Previous Entry Share Next Entry
08:02 am, 7 Apr 08

on my continuing love for dvcs

I spent the weekend hacking on a project that involved a bunch of trying things out -- maybe this object needed to carry that field, or maybe it belonged over here, and each change required a cascade of changes throughout the code. I managed it all with local branches in git. I could write commit #1 with "this is the structural change I intended, but only the unit test compiles", commit #2 with "this other module was no good in the first place and should be another way", commit #3 with "restructure a third module to now use the new interface provided in #1 and 2". Then, when I decided it was no good, I could rewind the branch, start a new one, and transplant patches (like #2 above) from the dead branch and keep on. Right now I have eight branches in my local repo, and I've cleaned up some of the unused ones.

I was attracted to distributed version control initially because I really actually do a significant fraction of my programming offline: on planes, on the shuttle to work (which used to not have wifi). But since then I've come to see it in two new ways, the latter of which took me a while to settle into.

One (I think this is due to Ben) is that it's just locally cached version control: you can develop in the traditional centralized model if you like, where every commit immediately goes out to the server, but your local disk serves as a cache of data so any read-only commands are faster. (This was one of svn's innovations over CVS: they keep a copy of the tree in your .svn directory so "svn diff" is fast. The distributed model is the natural evolution of this.)

The other is that these systems are designed to manage your source code. Any time you're making a temporary backup of a file, or copying a directory into another place*, or making a patch file, or even holding off on checkpointing where you're at until you just get this one other thing working, your code management system is failing you. (I find I make liberal use of git rebase --interactive to squash crazy "this doesn't work yet" commits to make the tree make sense once I've decided the code is right.)

Last Friday on my project at work I ran into this sort of thing, like I'm perpetually running into it. I'm working on a kind of fundamental change to my project and, of course, one of the 120 high-level regression tests fails. In examining that code I find there's a bug in the testing code; the existing design masks the race condition. So now I'd like to fix that bug: what to do? I end up doing a second checkout and rebuilding (~30 minutes), fixing the bug there, rerunning all the tests to verify that bugfix didn't break anything. Then I manually create a patch file and apply it to my first tree. Now, after sending that bug fix for review, I learn that I should've done it a different way -- ok, fix tree #2, use patch -r to unpatch tree #1 and create a new patch to bring it back in ... yuck!

If I were more confident in my patch-management skills, you could imagine I could skip the second tree: I'd save my current work in a patch file, revert, fix the bug, test the fix, then reapply the patch. And at the code-review point I'd pop two patches off the stack to reshuffle them. (This is, in fact, exactly what Quilt manages.)
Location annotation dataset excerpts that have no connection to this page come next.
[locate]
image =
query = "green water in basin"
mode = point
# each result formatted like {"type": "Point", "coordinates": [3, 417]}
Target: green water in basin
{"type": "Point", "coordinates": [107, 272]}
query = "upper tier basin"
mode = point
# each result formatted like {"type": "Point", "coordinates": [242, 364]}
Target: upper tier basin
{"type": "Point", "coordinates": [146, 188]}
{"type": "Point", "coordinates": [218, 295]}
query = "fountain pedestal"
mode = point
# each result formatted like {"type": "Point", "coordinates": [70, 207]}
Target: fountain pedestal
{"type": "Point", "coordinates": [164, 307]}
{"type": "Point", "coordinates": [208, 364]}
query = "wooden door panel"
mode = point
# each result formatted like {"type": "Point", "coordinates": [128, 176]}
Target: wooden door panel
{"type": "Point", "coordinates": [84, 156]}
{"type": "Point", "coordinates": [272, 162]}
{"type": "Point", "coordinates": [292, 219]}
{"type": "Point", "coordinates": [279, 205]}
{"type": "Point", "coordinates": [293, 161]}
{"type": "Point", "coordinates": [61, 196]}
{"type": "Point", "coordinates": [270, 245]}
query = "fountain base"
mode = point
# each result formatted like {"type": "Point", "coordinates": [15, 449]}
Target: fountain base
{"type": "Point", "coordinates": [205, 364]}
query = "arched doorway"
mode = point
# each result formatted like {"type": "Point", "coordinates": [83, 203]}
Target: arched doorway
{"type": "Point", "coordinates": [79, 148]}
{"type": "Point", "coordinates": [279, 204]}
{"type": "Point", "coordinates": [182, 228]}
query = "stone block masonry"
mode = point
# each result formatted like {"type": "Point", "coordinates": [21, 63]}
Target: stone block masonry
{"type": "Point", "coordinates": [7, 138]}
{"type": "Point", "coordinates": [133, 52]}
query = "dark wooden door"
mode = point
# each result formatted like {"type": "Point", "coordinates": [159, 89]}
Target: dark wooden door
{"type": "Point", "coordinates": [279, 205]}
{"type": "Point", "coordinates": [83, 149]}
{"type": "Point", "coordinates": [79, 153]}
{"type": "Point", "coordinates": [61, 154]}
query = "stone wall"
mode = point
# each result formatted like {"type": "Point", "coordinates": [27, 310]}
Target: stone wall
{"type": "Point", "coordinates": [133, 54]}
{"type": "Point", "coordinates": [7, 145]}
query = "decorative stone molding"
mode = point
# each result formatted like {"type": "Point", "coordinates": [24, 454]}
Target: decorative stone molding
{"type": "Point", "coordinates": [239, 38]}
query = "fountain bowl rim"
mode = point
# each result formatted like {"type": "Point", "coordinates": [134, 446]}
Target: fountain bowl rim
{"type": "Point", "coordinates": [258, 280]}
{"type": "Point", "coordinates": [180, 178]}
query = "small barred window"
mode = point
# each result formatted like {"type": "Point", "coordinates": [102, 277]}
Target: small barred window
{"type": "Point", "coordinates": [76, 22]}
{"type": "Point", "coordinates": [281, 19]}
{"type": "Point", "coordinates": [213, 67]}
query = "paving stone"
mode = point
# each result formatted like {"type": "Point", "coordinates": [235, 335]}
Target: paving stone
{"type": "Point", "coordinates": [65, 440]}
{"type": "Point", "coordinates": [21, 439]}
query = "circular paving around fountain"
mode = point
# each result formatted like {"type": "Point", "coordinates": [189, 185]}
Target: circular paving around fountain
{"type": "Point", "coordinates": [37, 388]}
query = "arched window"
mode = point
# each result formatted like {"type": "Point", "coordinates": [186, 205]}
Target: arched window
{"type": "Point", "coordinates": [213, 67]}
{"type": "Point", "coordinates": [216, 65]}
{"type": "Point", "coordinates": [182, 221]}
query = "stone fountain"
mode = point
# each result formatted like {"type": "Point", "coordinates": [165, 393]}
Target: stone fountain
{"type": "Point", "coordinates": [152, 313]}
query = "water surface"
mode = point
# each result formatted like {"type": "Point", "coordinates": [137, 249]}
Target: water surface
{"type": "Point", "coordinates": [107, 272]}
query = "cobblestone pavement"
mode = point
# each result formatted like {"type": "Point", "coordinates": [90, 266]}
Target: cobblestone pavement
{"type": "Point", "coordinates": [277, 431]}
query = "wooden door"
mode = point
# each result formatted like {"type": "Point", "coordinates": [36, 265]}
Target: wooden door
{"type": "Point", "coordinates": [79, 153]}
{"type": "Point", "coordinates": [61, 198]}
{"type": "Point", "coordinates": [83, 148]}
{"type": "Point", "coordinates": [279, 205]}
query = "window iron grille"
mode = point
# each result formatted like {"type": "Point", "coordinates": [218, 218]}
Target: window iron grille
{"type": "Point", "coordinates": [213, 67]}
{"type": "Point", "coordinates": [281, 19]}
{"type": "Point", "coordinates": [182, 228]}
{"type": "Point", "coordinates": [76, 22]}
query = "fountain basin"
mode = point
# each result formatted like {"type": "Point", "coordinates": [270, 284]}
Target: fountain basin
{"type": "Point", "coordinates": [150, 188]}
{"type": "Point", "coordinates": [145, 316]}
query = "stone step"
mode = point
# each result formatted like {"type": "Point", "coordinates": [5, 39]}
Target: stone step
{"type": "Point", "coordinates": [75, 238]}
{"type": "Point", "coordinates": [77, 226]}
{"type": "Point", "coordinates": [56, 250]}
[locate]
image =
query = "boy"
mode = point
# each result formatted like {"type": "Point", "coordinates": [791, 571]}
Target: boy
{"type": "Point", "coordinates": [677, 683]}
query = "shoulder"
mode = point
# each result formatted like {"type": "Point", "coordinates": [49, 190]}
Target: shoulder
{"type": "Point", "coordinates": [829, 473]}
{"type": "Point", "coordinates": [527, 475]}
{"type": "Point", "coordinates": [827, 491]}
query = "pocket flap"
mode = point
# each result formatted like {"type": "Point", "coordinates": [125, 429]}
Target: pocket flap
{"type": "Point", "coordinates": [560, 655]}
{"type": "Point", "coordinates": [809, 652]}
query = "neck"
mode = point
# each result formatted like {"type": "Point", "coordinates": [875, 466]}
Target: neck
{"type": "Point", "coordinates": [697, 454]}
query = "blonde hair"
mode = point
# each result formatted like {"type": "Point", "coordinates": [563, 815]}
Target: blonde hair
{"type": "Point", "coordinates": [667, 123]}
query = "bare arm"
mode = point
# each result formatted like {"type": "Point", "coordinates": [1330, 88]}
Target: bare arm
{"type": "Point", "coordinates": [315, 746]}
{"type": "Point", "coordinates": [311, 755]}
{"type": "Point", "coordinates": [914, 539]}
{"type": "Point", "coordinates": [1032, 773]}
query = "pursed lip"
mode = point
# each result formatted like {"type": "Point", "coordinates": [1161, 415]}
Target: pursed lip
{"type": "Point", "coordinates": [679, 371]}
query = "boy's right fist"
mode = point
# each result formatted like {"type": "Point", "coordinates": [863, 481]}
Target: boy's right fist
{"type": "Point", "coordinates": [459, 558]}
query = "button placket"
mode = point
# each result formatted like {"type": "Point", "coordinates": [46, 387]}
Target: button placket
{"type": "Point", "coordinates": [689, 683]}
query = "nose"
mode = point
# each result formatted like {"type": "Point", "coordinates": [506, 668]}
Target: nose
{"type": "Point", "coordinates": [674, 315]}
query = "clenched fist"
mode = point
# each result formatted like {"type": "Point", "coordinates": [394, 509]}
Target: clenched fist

But this sort of problem has been solved already in a general way. What I should be able to do is: commit my work in progress in a local branch, rewind, write the bugfix, rebase on top of that. When the review comes, I can rewind and rebase again if necessary. And if I used two checkouts (see the footnote) I could just sync the branches between them, just as if I were making temporary commits server-side.

I still don't love git -- so clunky in so many ways! -- but using it makes me see how obviously useful this stuff is and how silly it will be if we're not all using it in a few years.

* Sometimes this makes sense in circumstances where you want to keep a separate copy of all the build output around. This is arguably the reason you want builddir != srcdir, though in my experience nobody cares about keeping that working.